El niño tenía los ojos negros, henchidos en una cara pálida. Tenía las
orejas blancas, las mejillas blancas y de sus manos blancas nacían unas uñas
rosaditas. En su palidez, hablaba solo en el patio del colegio. El resto de
niños y niñas le tenían miedo.” Parece un muerto”, susurraban detrás del tobogán.

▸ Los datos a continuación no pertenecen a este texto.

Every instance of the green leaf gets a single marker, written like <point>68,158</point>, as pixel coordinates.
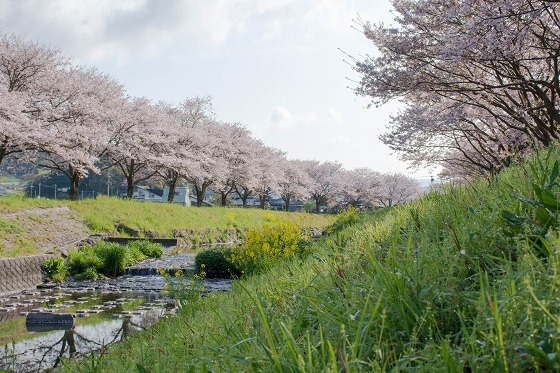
<point>545,217</point>
<point>548,199</point>
<point>553,174</point>
<point>512,218</point>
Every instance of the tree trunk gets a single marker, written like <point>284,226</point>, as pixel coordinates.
<point>2,153</point>
<point>74,183</point>
<point>129,186</point>
<point>200,195</point>
<point>172,184</point>
<point>130,180</point>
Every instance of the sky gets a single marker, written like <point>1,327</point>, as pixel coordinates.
<point>279,67</point>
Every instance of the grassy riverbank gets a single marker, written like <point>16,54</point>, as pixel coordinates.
<point>463,279</point>
<point>31,226</point>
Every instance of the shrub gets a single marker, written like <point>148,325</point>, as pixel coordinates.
<point>215,263</point>
<point>345,218</point>
<point>88,274</point>
<point>80,261</point>
<point>54,269</point>
<point>265,246</point>
<point>115,258</point>
<point>148,248</point>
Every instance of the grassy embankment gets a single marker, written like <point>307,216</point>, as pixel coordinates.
<point>27,226</point>
<point>447,283</point>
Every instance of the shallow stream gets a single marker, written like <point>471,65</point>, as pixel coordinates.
<point>106,311</point>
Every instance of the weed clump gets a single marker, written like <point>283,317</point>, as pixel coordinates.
<point>109,259</point>
<point>267,245</point>
<point>216,263</point>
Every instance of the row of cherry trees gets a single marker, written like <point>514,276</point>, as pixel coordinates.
<point>76,120</point>
<point>478,78</point>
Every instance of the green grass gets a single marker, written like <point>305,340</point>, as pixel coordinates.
<point>441,284</point>
<point>22,216</point>
<point>166,220</point>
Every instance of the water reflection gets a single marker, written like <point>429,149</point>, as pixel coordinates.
<point>47,348</point>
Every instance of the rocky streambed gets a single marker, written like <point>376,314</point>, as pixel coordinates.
<point>105,311</point>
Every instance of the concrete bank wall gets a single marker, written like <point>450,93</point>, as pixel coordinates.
<point>21,273</point>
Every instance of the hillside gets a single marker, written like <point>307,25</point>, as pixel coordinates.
<point>464,279</point>
<point>32,226</point>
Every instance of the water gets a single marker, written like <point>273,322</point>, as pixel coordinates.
<point>106,312</point>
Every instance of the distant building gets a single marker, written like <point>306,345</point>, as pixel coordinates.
<point>145,194</point>
<point>182,195</point>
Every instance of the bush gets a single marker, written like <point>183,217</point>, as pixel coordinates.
<point>88,274</point>
<point>115,258</point>
<point>345,218</point>
<point>80,261</point>
<point>54,269</point>
<point>265,246</point>
<point>109,258</point>
<point>148,248</point>
<point>215,263</point>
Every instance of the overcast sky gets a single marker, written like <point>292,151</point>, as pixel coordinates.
<point>273,65</point>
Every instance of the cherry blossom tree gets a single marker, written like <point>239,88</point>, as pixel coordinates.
<point>269,173</point>
<point>326,178</point>
<point>359,187</point>
<point>395,188</point>
<point>76,110</point>
<point>295,182</point>
<point>134,147</point>
<point>492,59</point>
<point>239,146</point>
<point>23,67</point>
<point>250,174</point>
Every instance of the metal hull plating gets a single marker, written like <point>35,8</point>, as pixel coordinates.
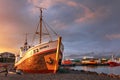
<point>42,60</point>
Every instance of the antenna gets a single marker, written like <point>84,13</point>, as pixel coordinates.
<point>40,25</point>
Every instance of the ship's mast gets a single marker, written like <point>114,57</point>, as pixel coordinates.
<point>40,25</point>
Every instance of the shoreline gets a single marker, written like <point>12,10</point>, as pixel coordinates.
<point>62,74</point>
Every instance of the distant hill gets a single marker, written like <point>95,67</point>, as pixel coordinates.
<point>96,55</point>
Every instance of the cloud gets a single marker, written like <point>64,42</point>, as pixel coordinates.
<point>91,15</point>
<point>113,36</point>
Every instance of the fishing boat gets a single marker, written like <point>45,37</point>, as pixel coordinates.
<point>114,62</point>
<point>44,57</point>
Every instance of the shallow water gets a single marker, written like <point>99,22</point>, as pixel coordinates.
<point>99,69</point>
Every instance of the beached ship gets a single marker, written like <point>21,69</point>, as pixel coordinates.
<point>44,57</point>
<point>114,62</point>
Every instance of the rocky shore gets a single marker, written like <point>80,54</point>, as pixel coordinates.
<point>62,74</point>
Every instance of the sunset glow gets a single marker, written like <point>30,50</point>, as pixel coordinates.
<point>85,25</point>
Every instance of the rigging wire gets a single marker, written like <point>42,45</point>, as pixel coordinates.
<point>51,29</point>
<point>47,30</point>
<point>35,34</point>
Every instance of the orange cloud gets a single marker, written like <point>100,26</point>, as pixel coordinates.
<point>113,36</point>
<point>90,15</point>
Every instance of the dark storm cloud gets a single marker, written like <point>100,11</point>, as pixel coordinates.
<point>86,25</point>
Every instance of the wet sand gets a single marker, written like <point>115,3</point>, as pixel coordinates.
<point>62,75</point>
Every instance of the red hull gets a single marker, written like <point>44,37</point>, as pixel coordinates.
<point>37,63</point>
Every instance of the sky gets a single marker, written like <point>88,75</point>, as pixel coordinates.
<point>85,25</point>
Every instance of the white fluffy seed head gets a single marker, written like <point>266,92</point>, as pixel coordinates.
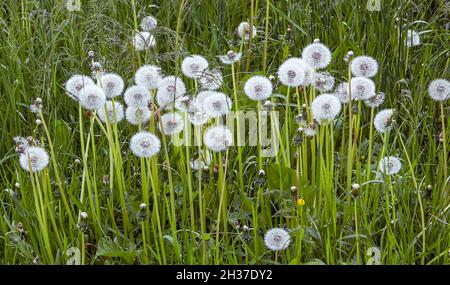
<point>145,144</point>
<point>230,58</point>
<point>92,97</point>
<point>170,89</point>
<point>323,81</point>
<point>243,31</point>
<point>258,88</point>
<point>218,138</point>
<point>34,159</point>
<point>76,83</point>
<point>412,38</point>
<point>317,55</point>
<point>112,84</point>
<point>143,41</point>
<point>342,92</point>
<point>172,123</point>
<point>137,96</point>
<point>193,66</point>
<point>211,79</point>
<point>216,104</point>
<point>439,90</point>
<point>148,76</point>
<point>148,23</point>
<point>135,114</point>
<point>390,165</point>
<point>364,66</point>
<point>383,120</point>
<point>277,239</point>
<point>375,101</point>
<point>291,74</point>
<point>111,110</point>
<point>325,107</point>
<point>362,88</point>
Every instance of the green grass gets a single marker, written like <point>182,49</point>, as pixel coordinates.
<point>42,44</point>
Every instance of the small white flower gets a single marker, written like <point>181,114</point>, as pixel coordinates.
<point>291,74</point>
<point>137,96</point>
<point>76,83</point>
<point>112,85</point>
<point>217,104</point>
<point>412,38</point>
<point>231,57</point>
<point>193,66</point>
<point>145,144</point>
<point>364,66</point>
<point>135,114</point>
<point>439,90</point>
<point>317,55</point>
<point>211,79</point>
<point>170,89</point>
<point>218,138</point>
<point>148,23</point>
<point>148,76</point>
<point>172,123</point>
<point>325,107</point>
<point>117,108</point>
<point>342,92</point>
<point>383,120</point>
<point>362,88</point>
<point>375,101</point>
<point>34,159</point>
<point>323,81</point>
<point>277,239</point>
<point>309,71</point>
<point>390,165</point>
<point>143,41</point>
<point>258,88</point>
<point>92,97</point>
<point>243,31</point>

“Es el hijo del demonio”, se oía a lo lejos, detrás de las papeleras. Cuando el
niño pálido volvía a casa, a la hora de la merienda, se escondía en un armario
y soñaba con náufragos en islas desiertas, con perros sedientos y sopas de
caracol.
Una mañana, de camino a la escuela, bajo un portal, se encontró con un loro
de pico afilado. Sus plumas, espejos de colores, y su cola, larga armonía de
rojos, verdes y amarillos. El niño recogió al animal y le preguntó si le
gustaban las flores de papel. El loro no dijo nada. Ni lo miró. Las cuencas de
sus ojos estaban vacías y en el lugar donde debían encontrarse dos ojos de
cristal no había más que dos piedrecitas grises.
Ahora el niño pálido ya no lo es y se ha convertido en un hombre
autosuficiente que, por rebeldía, le canta a la luna llena, nunca dice el
número siete y sólo come aceitunas negras. Con hueso, por supuesto.